« Complexe », « ambigu », « illisible »... La Cour des Comptes préconise la reforme de l'Octroi de mer
La Cour des Comptes se positionne à son tour en faveur d'une réforme de l'Octroi de mer. Ce 5 mars, son président, l'ancien ministre et commissaire européen, Pierre Moscovici, a présenté un rapport initié par l'instance en 2022, en partenariat avec les chambres régionales, qui recommande une “réforme profonde, systémique, pilotée, mais concertée” dans un horizon proche.
Après le gouvernement dans le cadre du CIOM ou encore le CESE dans son dernier avis consultatif Outre-Mer, c'est désormais la Cour des Comptes qui recommande de suivre cette piste de la réforme de l'Octroi de mer. L'instance de la rue Cambon a toutefois tenu à insister sur le fait qu'elle s'était saisie de ce dossier depuis 2022, avant cette actualité, en partenariat avec ses chambres régionales.
À l'issue de ces deux ans de travaux, ressort un rapport de près de 200 pages qui n'épargne pas cette recette fiscale des collectivités locales. Si la juridiction reconnait l'importance qu'elle représente pour leur financement, et appelle d'ailleurs à préserver cette ressource, elle plaide pour une réforme globale et profonde.
Sur le constat, Pierre Moscovici, premier président de la Cour a notamment insisté sur les manques relevés.
On observe d'importantes distorsions ou des effets pervers. Cela privilégie la section de fonctionnement par rapport à l'investissement, et donc ça n'est pas une incitation à faire des économies de fonctionnement et ça n'est pas non plus une aide à investir. L'Octroi de mer ne compense pas les handicaps de développement. Il a un impact incontestable sur la cherté de la vie.
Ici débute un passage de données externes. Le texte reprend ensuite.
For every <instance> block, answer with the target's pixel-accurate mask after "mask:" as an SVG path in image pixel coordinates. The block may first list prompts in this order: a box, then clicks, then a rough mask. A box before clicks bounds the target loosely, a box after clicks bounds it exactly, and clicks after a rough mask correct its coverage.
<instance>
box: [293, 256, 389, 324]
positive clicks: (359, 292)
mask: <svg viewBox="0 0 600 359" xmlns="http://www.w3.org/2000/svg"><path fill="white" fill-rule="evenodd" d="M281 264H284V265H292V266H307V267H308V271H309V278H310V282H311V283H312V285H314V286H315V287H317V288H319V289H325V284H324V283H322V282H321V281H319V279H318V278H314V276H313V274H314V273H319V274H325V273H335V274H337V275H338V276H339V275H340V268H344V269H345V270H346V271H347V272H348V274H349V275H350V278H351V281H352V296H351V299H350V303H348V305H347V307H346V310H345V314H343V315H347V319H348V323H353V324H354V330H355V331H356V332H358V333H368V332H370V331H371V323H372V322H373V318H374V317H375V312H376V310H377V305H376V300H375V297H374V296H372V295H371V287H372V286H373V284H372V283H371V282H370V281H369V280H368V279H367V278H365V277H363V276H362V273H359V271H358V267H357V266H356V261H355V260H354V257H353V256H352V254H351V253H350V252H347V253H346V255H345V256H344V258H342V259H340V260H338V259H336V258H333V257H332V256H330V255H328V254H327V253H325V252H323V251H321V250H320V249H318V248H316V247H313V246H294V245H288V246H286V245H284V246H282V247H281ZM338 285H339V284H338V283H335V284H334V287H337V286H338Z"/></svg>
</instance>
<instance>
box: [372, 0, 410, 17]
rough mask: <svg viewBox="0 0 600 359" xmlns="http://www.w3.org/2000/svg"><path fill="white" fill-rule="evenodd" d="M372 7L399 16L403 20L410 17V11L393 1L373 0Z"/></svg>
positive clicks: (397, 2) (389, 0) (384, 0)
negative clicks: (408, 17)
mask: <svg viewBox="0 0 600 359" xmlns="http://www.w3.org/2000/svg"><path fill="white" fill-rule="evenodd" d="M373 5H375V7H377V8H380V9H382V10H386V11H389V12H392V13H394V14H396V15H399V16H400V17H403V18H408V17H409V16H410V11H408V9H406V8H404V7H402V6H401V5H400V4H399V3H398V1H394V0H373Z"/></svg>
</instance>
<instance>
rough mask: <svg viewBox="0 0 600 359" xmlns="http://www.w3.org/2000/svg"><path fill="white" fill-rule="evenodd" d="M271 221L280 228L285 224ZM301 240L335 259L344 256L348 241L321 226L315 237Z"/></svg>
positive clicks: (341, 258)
Il ne permet pas enfin l'insertion des Outre-Mer dans l'échelle de valeur mondiale alors que nous avons beaucoup d'atouts pour faire plus.
Horizon 2027
À la lumière de cette analyse, la Cour des Comptes a esquissé divers scénario. Elle écarte celui d'un statu quo, elle ne privilégie pas celui d'une "rupture" par un remplacement par une TVA locale, qui aurait le mérite de taxer aussi les services, mais préfère donc orienter sa réflexion sur cette réforme de ce dispositif avec divers objectifs précisés par Pierre Moscovici.
Il est extrêmement peu transparent, donc contrôle, pilotage, transparence, c'est le premier point. Ensuite, nous pensons qu'il doit être plus simple, c'est une fiscalité beaucoup trop complexe, qui en plus est instable, qui est souvent modifiée en cours d'année, ce qui n'est pas une bonne chose. Troisièmement, nous proposons une réorientation vers l'investissement, aujourd'hui 95% va vers le fonctionnement et on ne fait pas d'investissement, alors qu'il y a besoin de tellement d'investissements structurants, notamment dans les hôpitaux et les missions régaliennes. Enfin, dernière orientation, c'est la cherté de la vie, cela concourt pour 10 à 15% de l'augmentation des prix et notamment pour les produits de première nécessité qui sont souvent importés.
L'ancien ministre socialiste a par ailleurs insisté sur la nécessité d'agir vite. Si le gouvernement s'est fixé l'horizon du PLF 2025 pour porter cette réforme, Pierre Moscovici plaide pour un démarrage rapide de ce chantier, afin de donner des garanties d'ouverture à l'Europe, qui a prolongé le dispositif jusqu'en 2027, lors de négociations difficiles auxquelles avait participé M. Moscovici, alors commissaire européen aux Affaires économiques.
Il faut donner des signaux très forts, car c'est en 2027 que sera prise une nouvelle décision. D'expérience, il y a une forme de lassitude par rapport à un conservatisme en la matière à Bruxelles et donc je crois que la réforme, à tous égards, est vertueuse.
Accueil mitigé
Si la Cour des Comptes se veut ambitieuse dans l'ampleur de la réforme qu'elle propose, celle-ci pourrait toutefois ne pas être accueillie avec enthousiasme en Outre-Mer. Les réponses reçues par l'instance, qui ont été jointes au rapport, ne partagent pas le constat posé et s'inquiètent des conséquences. La Région Guadeloupe et la Collectivité territoriale de Martinique ont notamment alerté sur un risque de perte d'autonomie locale en matière de fiscalité face aux contrôles suggérés.
À l'inverse, le gouvernement, par un courrier adressé par Bruno Le Maire, félicite le travail réalisé dans le cadre de cet avis et assure partager le constat dressé, les recommandations ainsi que les objectifs. En dehors de quelques remarques, l'exécutif semble s'inscrire dans le même esprit que la Cour des Comptes, tout en indiquant ne pas exclure des réflexions interministérielles le scénario d'une "rupture" avec l'Octroi de mer, au profit d'une nouvelle taxe locale.